New cases of diabetes decrease, but experts continue to call it an epidemic in Kentucky and the U.S.
In 1991-2009, adult diabetes cases in the U.S. increased sharply from 573,000 per year to more than 1.7 million. But in 2009-14, they “decreased significantly to approximately 1.4 million,” says the report.
“This has been really encouraging, but we do need to recognize that those rates are still 60 percent higher than what they were in the ’80s,” Dr. Edward Gregg, chief of the epidemiology and statistics branch at the CDC, told The Huffington Post. “Even though we’re seeing a reduction, we had such a large increase that we’re still at such a high level.” Since 1980, the number of cases has more than tripled, says the CDC.
Gregg said he believes the recent decrease in new cases could be a result of people getting more exercise and eating healthier, along with increased awareness of the diabetes epidemic.
Kentucky’s statistics are mostly paralleling the national figures, Ja’nel Johnson reports for WFPL after interviewing Theresa Renn, manager of the Kentucky Diabetes Prevention and Control Program.
“They are also coming down as well,” Renn said. “It looks like we may have had a little bit higher peak and are also coming down nicely as well.”
Kentucky’s most recent figure was 7.6 new diabetes cases per 1,000 adults Its peak, in 2007, was 11.2 new cases per 1,000 adults, Johnson reports.
In 2013, 10.6 percent of Kentucky adults (359,000) had diabetes. In 2000, the numbers were 6.5 percent and 240,000 adults, according to the 2015 Kentucky Diabetes Report. The current national rate is 9.7 percent. And 289,000 Kentucky adults have been diagnosed with prediabetes, making them at high risk of progression to diabetes.
Diabetes can cause heart disease, blindness, kidney failure and leg amputations. In The Great Diabetes Epidemic: A manifesto for Control and Prevention, Dr. Gilbert H. Friedell and J. Isaac Joyner, offer some details, excerpted in an op-ed for the Lexington Herald-Leader.

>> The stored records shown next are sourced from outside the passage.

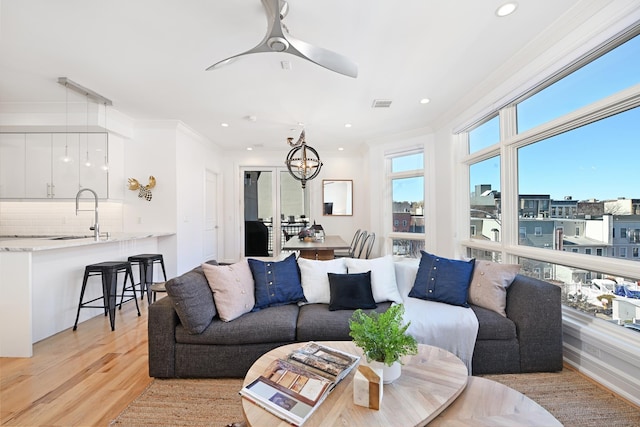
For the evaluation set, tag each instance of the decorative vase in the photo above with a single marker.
(389, 373)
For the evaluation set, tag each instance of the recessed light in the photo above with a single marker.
(506, 9)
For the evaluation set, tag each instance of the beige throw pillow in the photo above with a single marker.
(489, 285)
(232, 287)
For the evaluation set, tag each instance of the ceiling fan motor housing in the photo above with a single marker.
(278, 44)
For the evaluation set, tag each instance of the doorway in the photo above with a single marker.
(210, 232)
(275, 209)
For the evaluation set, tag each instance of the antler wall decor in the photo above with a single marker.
(143, 190)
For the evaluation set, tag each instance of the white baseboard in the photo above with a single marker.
(607, 353)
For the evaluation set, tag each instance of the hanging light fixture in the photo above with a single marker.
(66, 158)
(87, 162)
(105, 166)
(303, 161)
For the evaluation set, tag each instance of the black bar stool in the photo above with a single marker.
(109, 271)
(157, 287)
(145, 264)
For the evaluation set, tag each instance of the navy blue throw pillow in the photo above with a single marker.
(350, 291)
(276, 282)
(443, 280)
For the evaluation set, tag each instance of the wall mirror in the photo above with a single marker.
(337, 197)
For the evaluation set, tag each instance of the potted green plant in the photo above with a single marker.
(383, 338)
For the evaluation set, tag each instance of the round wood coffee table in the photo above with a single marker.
(430, 381)
(489, 403)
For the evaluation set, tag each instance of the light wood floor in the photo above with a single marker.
(81, 378)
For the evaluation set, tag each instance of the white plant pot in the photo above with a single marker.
(389, 373)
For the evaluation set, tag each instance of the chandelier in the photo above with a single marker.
(303, 161)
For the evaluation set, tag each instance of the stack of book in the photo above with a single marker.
(293, 387)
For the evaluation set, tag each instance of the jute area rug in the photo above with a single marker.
(573, 399)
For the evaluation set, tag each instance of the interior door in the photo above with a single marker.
(275, 207)
(210, 239)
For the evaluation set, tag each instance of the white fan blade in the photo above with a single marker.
(323, 57)
(270, 6)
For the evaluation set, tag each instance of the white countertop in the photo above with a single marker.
(39, 243)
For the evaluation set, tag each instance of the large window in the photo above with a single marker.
(406, 179)
(484, 202)
(616, 70)
(570, 211)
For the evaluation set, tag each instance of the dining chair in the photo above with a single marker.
(367, 246)
(352, 248)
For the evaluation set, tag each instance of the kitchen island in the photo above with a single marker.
(41, 278)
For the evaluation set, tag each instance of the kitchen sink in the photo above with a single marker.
(68, 237)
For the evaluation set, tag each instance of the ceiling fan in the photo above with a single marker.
(278, 39)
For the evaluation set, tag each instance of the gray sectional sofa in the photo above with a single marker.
(528, 339)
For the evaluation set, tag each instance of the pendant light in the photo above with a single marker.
(105, 166)
(66, 158)
(303, 161)
(87, 162)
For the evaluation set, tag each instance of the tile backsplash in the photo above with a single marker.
(57, 218)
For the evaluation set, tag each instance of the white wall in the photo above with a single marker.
(194, 155)
(177, 157)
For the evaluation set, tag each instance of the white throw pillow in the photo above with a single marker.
(232, 287)
(314, 278)
(489, 285)
(383, 276)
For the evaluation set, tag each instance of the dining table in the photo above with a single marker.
(317, 249)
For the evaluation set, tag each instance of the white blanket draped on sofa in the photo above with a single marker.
(442, 325)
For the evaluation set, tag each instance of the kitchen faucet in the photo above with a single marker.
(96, 227)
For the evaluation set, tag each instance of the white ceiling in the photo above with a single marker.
(149, 58)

“This year an estimated 72,000 Kentuckians will develop significant visual impairment, including blindness. There will be some 1,000 amputations, about three a day in the state, and an estimated 800 people will develop kidney failure, many of whom will start dialysis,” they write.
“The cost of dealing with the complications is enormous. Dialysis alone costs about $80,000 per person per year. Diabetes patients on Medicare cost three times as much per year as those without diabetes, $15,000 versus $5,000.
The annual price tag for those with diabetes on Medicaid in Kentucky is about $1 billion. The total annual cost of diabetes in Kentucky for 2015 is estimated to be $5.6 billion.”
Friedell and Joyner also say it is time for Kentucky to recognize diabetes is an epidemic, and adopt a public-health approach that includes widespread preventive screening, as the CDC has recommended since 1994.
Teri Wood, chronic-disease epidemiologist for the Kentucky Department of Public Health, told Johnson that the poor and less educated are more likely to get diabetes.
“Whether it’s because people have less access to healthy food, less knowledge about how to eat healthfully, perhaps less access to places to be physically active … and access to health care can be very important,” Wood said.